The other highlight of the day was chatting with the women who came out to my beginner ‘cross clinic. Hearing the race stories and answering questions about how to  adjust for the next race really does put a funny feeling in my stomach.

So  yes – ‘cross is back and it’s awesome.  I’m still hoping to do five races this season – I  know nothing like my old racing season but, this year the timing has been a bit funky for me.

On Friday I’m having a gum graft done – not awesome. Thank goodness for anesthetic.

Then on October 8th, I’m having the cataract in my left eye removed. Hooray! The original surgery date was November 5th, but I  lucked out with an earlier date.

I  have no idea when I’ll be able to race or even ride after the cataract surgery.  But this is okay.  Priority is in getting my vision fixed and sorted. Bikes will always be there.

The crazy whirlwind busyness that I’ve been in lately has helped the busy noisy brain resurface.

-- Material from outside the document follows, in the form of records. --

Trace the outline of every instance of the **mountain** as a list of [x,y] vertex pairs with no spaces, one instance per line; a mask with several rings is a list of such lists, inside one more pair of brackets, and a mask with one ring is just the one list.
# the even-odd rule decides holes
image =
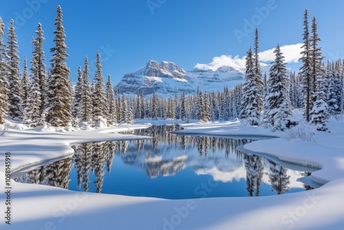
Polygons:
[[228,85],[234,87],[244,82],[244,75],[231,67],[222,67],[216,71],[195,69],[186,71],[174,63],[149,61],[146,66],[131,74],[125,74],[115,86],[119,94],[144,95],[155,91],[160,96],[169,97],[177,94],[193,94],[201,90],[223,90]]

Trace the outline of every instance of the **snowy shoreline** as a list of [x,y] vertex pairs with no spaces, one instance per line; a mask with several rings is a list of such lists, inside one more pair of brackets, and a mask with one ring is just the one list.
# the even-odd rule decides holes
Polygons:
[[[186,127],[183,131],[190,132],[186,126],[183,125]],[[208,135],[271,134],[268,129],[244,127],[239,123],[212,124],[211,128],[202,126],[193,127]],[[92,229],[110,226],[116,229],[152,230],[341,229],[344,227],[344,143],[334,143],[332,140],[344,136],[344,124],[331,121],[329,127],[331,133],[317,134],[317,143],[273,138],[244,146],[245,149],[270,154],[282,160],[321,167],[312,173],[312,178],[328,182],[314,190],[265,197],[171,200],[77,192],[11,180],[13,220],[10,226],[3,220],[0,226],[9,229]],[[116,132],[116,128],[105,129],[43,134],[11,129],[0,138],[0,164],[3,165],[4,154],[8,150],[12,151],[12,168],[16,169],[28,163],[70,154],[71,143],[137,138],[103,132]],[[40,148],[34,147],[39,145]],[[0,181],[3,185],[3,167],[0,169]],[[1,193],[1,211],[6,208],[3,197]]]

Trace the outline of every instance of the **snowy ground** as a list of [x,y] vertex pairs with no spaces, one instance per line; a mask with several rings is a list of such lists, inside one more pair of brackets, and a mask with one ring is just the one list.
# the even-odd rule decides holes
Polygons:
[[[212,135],[283,136],[239,122],[183,125],[181,132]],[[143,127],[139,125],[138,127]],[[312,176],[327,182],[319,189],[281,196],[164,200],[72,191],[11,181],[11,225],[1,229],[343,229],[344,228],[344,122],[331,121],[331,132],[317,142],[263,140],[244,148],[298,164],[320,167]],[[134,128],[122,126],[122,129]],[[0,137],[0,184],[5,187],[5,153],[18,169],[47,159],[66,157],[76,143],[135,138],[108,134],[118,127],[56,132],[9,129]],[[204,196],[212,184],[200,185]],[[0,210],[5,216],[4,192]]]

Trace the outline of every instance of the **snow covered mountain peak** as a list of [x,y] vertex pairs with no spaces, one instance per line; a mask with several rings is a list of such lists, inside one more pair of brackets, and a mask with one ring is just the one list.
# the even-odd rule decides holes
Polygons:
[[228,85],[233,87],[243,82],[241,71],[226,66],[216,71],[194,69],[186,71],[175,63],[151,60],[141,70],[125,74],[115,87],[119,94],[150,95],[154,92],[162,96],[169,97],[182,92],[195,93],[201,90],[223,90]]

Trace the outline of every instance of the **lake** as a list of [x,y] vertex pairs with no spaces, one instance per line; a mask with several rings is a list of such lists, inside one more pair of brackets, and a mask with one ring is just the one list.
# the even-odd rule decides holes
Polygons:
[[314,169],[282,167],[236,149],[254,140],[182,136],[177,125],[131,132],[152,139],[83,143],[75,154],[14,178],[74,191],[167,199],[280,195],[312,189]]

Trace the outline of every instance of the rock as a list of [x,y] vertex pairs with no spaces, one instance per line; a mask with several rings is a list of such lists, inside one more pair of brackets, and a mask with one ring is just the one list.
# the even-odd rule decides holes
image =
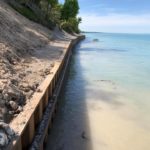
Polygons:
[[18,109],[17,109],[17,111],[16,111],[16,113],[20,113],[22,111],[23,111],[23,108],[21,106],[19,106]]
[[9,140],[6,133],[0,129],[0,146],[4,147],[8,144]]
[[37,89],[37,92],[41,93],[41,92],[42,92],[42,90],[41,90],[41,89]]
[[18,86],[18,81],[16,79],[11,79],[11,84]]
[[50,70],[49,69],[45,69],[44,73],[45,73],[45,75],[49,75],[50,74]]
[[13,110],[16,110],[18,108],[18,104],[14,101],[9,101],[9,105]]
[[15,132],[9,127],[9,125],[0,121],[0,147],[6,146],[14,136]]

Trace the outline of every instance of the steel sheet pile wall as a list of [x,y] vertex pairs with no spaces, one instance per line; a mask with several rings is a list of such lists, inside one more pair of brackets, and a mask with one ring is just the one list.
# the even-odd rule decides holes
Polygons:
[[56,112],[58,95],[72,48],[84,38],[84,36],[79,36],[68,44],[65,55],[55,62],[51,74],[40,85],[38,92],[27,102],[24,111],[11,122],[10,126],[17,135],[9,144],[8,150],[43,149]]

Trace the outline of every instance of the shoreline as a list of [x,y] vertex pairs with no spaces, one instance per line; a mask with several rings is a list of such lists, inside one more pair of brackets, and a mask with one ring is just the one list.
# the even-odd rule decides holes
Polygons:
[[[10,127],[15,131],[15,133],[17,133],[17,137],[9,144],[8,149],[11,149],[12,147],[16,149],[20,146],[25,146],[27,148],[27,145],[31,144],[35,134],[35,127],[37,126],[37,122],[41,121],[44,110],[48,105],[48,97],[53,95],[57,80],[59,79],[59,74],[61,74],[60,69],[64,64],[66,55],[69,51],[72,50],[74,46],[76,46],[79,41],[84,38],[84,35],[80,35],[69,41],[68,45],[65,45],[64,55],[62,55],[59,60],[55,62],[54,67],[51,70],[52,74],[49,74],[45,78],[45,80],[38,87],[39,92],[34,93],[33,98],[24,106],[24,110],[11,121]],[[51,110],[54,111],[54,108]],[[28,144],[26,143],[23,145],[21,139],[24,139],[25,137],[29,137],[29,140],[26,141]]]

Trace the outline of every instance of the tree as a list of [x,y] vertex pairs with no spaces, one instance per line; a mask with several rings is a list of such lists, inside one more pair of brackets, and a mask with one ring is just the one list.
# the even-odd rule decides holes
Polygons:
[[78,0],[65,0],[62,8],[62,19],[68,20],[69,18],[75,18],[79,12]]

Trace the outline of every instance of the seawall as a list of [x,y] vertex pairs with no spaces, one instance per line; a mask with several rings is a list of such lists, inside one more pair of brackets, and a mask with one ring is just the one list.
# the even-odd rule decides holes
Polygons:
[[77,36],[66,45],[64,55],[55,62],[51,74],[39,86],[38,92],[25,105],[23,112],[10,123],[10,127],[17,135],[8,145],[8,150],[43,149],[56,113],[58,96],[72,49],[84,38],[84,35]]

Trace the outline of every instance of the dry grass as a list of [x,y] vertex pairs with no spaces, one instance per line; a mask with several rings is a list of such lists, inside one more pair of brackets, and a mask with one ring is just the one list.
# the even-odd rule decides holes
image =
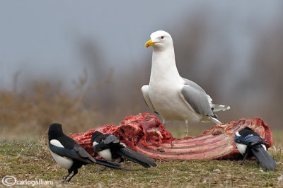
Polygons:
[[96,124],[99,113],[85,109],[80,95],[52,91],[37,85],[34,95],[0,90],[0,136],[1,139],[37,139],[49,125],[59,122],[68,131],[78,132]]
[[[262,171],[253,160],[246,166],[236,160],[158,161],[158,167],[150,169],[126,162],[123,165],[134,172],[111,169],[98,172],[100,166],[86,165],[70,184],[62,184],[67,170],[55,163],[44,139],[49,124],[60,122],[67,125],[67,131],[83,131],[100,125],[96,122],[101,114],[83,107],[82,92],[71,97],[52,90],[48,84],[37,85],[35,88],[34,95],[29,96],[0,91],[0,179],[6,175],[18,180],[40,178],[68,187],[283,187],[282,131],[274,131],[275,147],[270,150],[277,162],[275,172]],[[191,135],[201,134],[207,126],[190,127]],[[181,137],[183,127],[176,127],[168,130]],[[17,141],[13,141],[15,139]]]

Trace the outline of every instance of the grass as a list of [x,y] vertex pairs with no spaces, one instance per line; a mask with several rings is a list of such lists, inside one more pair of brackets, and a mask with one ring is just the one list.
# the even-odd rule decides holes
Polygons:
[[[239,165],[240,161],[229,160],[157,161],[158,167],[149,169],[126,161],[123,165],[133,172],[112,169],[98,172],[100,166],[86,165],[79,169],[71,183],[63,184],[67,171],[59,167],[50,153],[45,139],[48,125],[60,122],[67,125],[69,132],[79,132],[100,125],[97,119],[105,117],[85,108],[81,94],[70,97],[49,90],[48,86],[45,88],[37,86],[34,95],[30,96],[0,90],[0,180],[12,175],[18,180],[42,179],[68,187],[283,187],[282,131],[273,131],[275,144],[269,151],[277,162],[275,172],[265,172],[254,160],[246,161],[246,166]],[[180,138],[183,136],[184,126],[168,129]],[[190,135],[202,134],[208,127],[190,127]],[[38,139],[38,135],[43,136]]]
[[[273,153],[272,153],[273,151]],[[53,181],[64,187],[277,187],[283,186],[283,153],[270,152],[277,162],[275,172],[265,172],[255,160],[239,165],[238,160],[157,161],[149,169],[125,162],[133,172],[108,169],[98,165],[83,166],[70,183],[62,180],[67,171],[52,158],[44,139],[33,141],[0,142],[0,178],[13,175],[18,180]],[[272,154],[273,153],[273,154]]]

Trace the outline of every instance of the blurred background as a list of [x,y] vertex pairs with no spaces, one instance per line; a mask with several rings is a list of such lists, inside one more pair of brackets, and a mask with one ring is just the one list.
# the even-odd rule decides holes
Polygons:
[[[220,121],[259,117],[282,129],[282,1],[2,1],[1,139],[37,139],[52,122],[74,133],[152,112],[141,88],[152,54],[144,43],[158,30],[171,35],[180,75],[231,107],[217,114]],[[190,129],[202,127],[198,134],[213,125]]]

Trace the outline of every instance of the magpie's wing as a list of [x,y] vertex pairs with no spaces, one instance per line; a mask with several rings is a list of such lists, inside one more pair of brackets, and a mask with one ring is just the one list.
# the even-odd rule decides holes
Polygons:
[[79,144],[78,146],[75,146],[74,147],[74,150],[76,151],[76,153],[80,155],[80,157],[85,159],[89,159],[93,163],[96,163],[96,160]]
[[105,144],[109,144],[110,143],[119,143],[120,140],[118,138],[117,138],[115,136],[110,134],[108,136],[107,136],[104,141],[103,141]]
[[93,146],[93,151],[95,152],[98,152],[105,149],[110,148],[109,144],[105,144],[104,142],[100,142]]
[[258,136],[248,135],[245,139],[250,145],[265,144],[262,138]]
[[50,144],[50,148],[53,153],[54,153],[62,157],[67,157],[67,158],[71,158],[71,159],[76,159],[76,160],[84,162],[86,163],[92,163],[92,162],[95,163],[93,161],[93,160],[91,160],[86,157],[82,157],[74,148],[68,149],[68,148],[62,148],[62,147],[57,147],[52,144]]
[[116,152],[129,160],[138,163],[144,168],[149,168],[150,165],[156,166],[156,163],[152,158],[149,158],[146,155],[128,148],[122,148]]
[[251,151],[256,158],[262,164],[267,170],[275,170],[276,162],[263,148],[260,147],[256,149],[251,148]]

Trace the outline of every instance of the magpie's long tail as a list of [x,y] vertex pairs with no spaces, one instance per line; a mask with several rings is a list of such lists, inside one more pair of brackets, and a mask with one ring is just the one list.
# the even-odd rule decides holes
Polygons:
[[129,160],[138,163],[144,168],[150,168],[151,165],[153,167],[156,166],[156,163],[152,158],[128,148],[120,148],[117,153]]
[[119,163],[117,163],[115,162],[107,161],[107,160],[104,160],[99,159],[99,158],[96,158],[96,164],[98,164],[98,165],[100,165],[103,166],[132,171],[132,170],[130,170],[129,168],[127,168],[125,167],[121,167]]
[[267,170],[275,170],[276,162],[262,148],[251,148],[251,151],[256,158],[262,163]]

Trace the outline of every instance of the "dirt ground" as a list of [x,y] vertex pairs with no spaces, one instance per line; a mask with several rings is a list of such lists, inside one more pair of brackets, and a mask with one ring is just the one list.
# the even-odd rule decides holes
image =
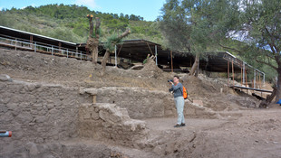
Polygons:
[[[164,91],[169,88],[167,79],[174,75],[162,72],[153,62],[148,62],[140,70],[108,67],[105,76],[101,76],[99,69],[90,61],[0,49],[0,74],[28,82],[84,88],[134,87]],[[108,149],[102,150],[108,152],[103,156],[111,157],[281,157],[280,106],[257,108],[259,100],[236,93],[224,79],[179,75],[188,88],[189,99],[201,100],[204,107],[218,114],[218,118],[187,118],[186,126],[180,128],[173,127],[176,121],[173,117],[144,119],[150,134],[135,147],[89,139],[68,140],[61,142],[60,145],[72,146],[75,153],[66,157],[79,157],[77,153],[85,152],[82,148],[89,153],[96,145],[106,146]],[[57,154],[53,157],[63,155],[60,151]]]

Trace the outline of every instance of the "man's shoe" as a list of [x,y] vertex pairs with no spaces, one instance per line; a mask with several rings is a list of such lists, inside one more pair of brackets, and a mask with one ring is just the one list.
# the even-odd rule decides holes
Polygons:
[[175,128],[178,128],[178,127],[180,127],[180,126],[181,126],[181,125],[178,125],[178,124],[174,125]]

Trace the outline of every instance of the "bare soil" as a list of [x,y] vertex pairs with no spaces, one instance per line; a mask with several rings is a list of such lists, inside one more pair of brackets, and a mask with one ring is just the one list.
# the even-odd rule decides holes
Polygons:
[[[0,49],[0,74],[28,82],[164,91],[169,88],[167,79],[174,75],[162,72],[153,61],[149,61],[140,70],[107,67],[105,76],[101,76],[100,69],[90,61]],[[96,145],[106,146],[102,147],[107,151],[104,156],[111,157],[280,157],[281,108],[278,105],[259,109],[257,108],[259,100],[247,94],[236,93],[227,86],[226,79],[180,75],[190,100],[201,100],[203,107],[219,116],[217,119],[187,118],[186,126],[179,128],[173,127],[176,118],[145,119],[150,135],[135,147],[85,139],[61,142],[60,145],[71,146],[68,150],[73,151],[73,155],[68,154],[69,157],[91,153],[91,148]],[[62,155],[59,150],[56,152]],[[92,156],[90,153],[88,155]]]

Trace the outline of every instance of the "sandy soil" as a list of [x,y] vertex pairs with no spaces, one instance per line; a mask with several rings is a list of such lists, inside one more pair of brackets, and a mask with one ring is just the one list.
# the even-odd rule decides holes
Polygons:
[[[102,77],[100,68],[89,61],[5,49],[0,49],[0,74],[29,82],[167,90],[167,79],[173,76],[161,72],[153,62],[139,71],[109,67],[107,75]],[[258,109],[258,100],[235,93],[224,79],[182,76],[190,98],[203,100],[204,107],[219,114],[218,119],[188,118],[187,125],[180,128],[173,127],[176,118],[146,119],[150,135],[136,147],[82,139],[62,144],[78,143],[90,148],[105,144],[116,151],[111,157],[281,157],[280,107]]]

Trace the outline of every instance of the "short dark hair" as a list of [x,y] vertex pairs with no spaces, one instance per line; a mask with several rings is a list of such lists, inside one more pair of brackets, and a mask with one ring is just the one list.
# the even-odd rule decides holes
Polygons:
[[175,75],[174,78],[177,78],[178,79],[179,79],[179,77],[178,75]]

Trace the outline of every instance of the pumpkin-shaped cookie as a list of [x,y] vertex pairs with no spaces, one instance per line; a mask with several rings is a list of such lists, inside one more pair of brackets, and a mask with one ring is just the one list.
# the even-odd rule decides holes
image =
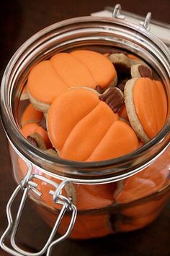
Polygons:
[[54,99],[72,87],[106,88],[117,82],[112,62],[99,53],[81,50],[60,53],[31,70],[27,89],[35,108],[47,111]]
[[125,87],[127,113],[138,136],[147,142],[161,129],[167,115],[167,99],[161,81],[133,78]]
[[95,161],[137,149],[133,129],[91,89],[68,90],[51,104],[47,117],[49,138],[63,158]]

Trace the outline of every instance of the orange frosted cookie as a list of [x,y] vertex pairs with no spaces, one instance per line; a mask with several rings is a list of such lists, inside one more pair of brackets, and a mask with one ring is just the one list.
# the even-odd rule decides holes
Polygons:
[[29,104],[25,108],[21,119],[21,125],[23,127],[29,123],[40,123],[43,117],[43,114],[35,109],[32,104]]
[[133,78],[125,87],[127,113],[138,136],[147,142],[161,129],[167,114],[167,100],[161,81]]
[[77,88],[52,103],[47,118],[48,135],[61,158],[102,161],[138,148],[132,128],[118,120],[118,114],[102,101],[91,89]]
[[[50,148],[52,147],[50,141],[48,138],[47,131],[43,127],[38,125],[37,123],[26,124],[21,129],[21,133],[26,138],[27,138],[28,137],[30,137],[32,135],[37,134],[37,135],[39,135],[39,137],[40,136],[41,139],[45,143],[47,148]],[[39,138],[37,138],[38,135],[35,135],[35,136],[36,136],[35,139],[35,138],[33,138],[33,139],[35,140],[39,140]],[[31,140],[30,140],[30,141],[31,141]],[[35,145],[36,145],[36,144]]]
[[72,87],[102,88],[117,82],[116,71],[104,56],[91,51],[59,53],[37,64],[27,82],[30,101],[45,112],[54,99]]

This is something  I thought I had under control… nope.

So in an effort to bring things back down and release the noise between my ears,  I’m  trying out Bullet Journalling. I bought a book about it – so I could learn the ins and outs and bought an official Bullet Journal.

At first glance, this seems like a good system. There are lots of “rules” and “guidelines” but I feel confident I can mold these to fit the practicalities of my  day-to-day.

If you see Marc at the ‘cross race in Carp this weekend –  give him a hug or a squeeze on the arm – it means a lot to have people looking out for you.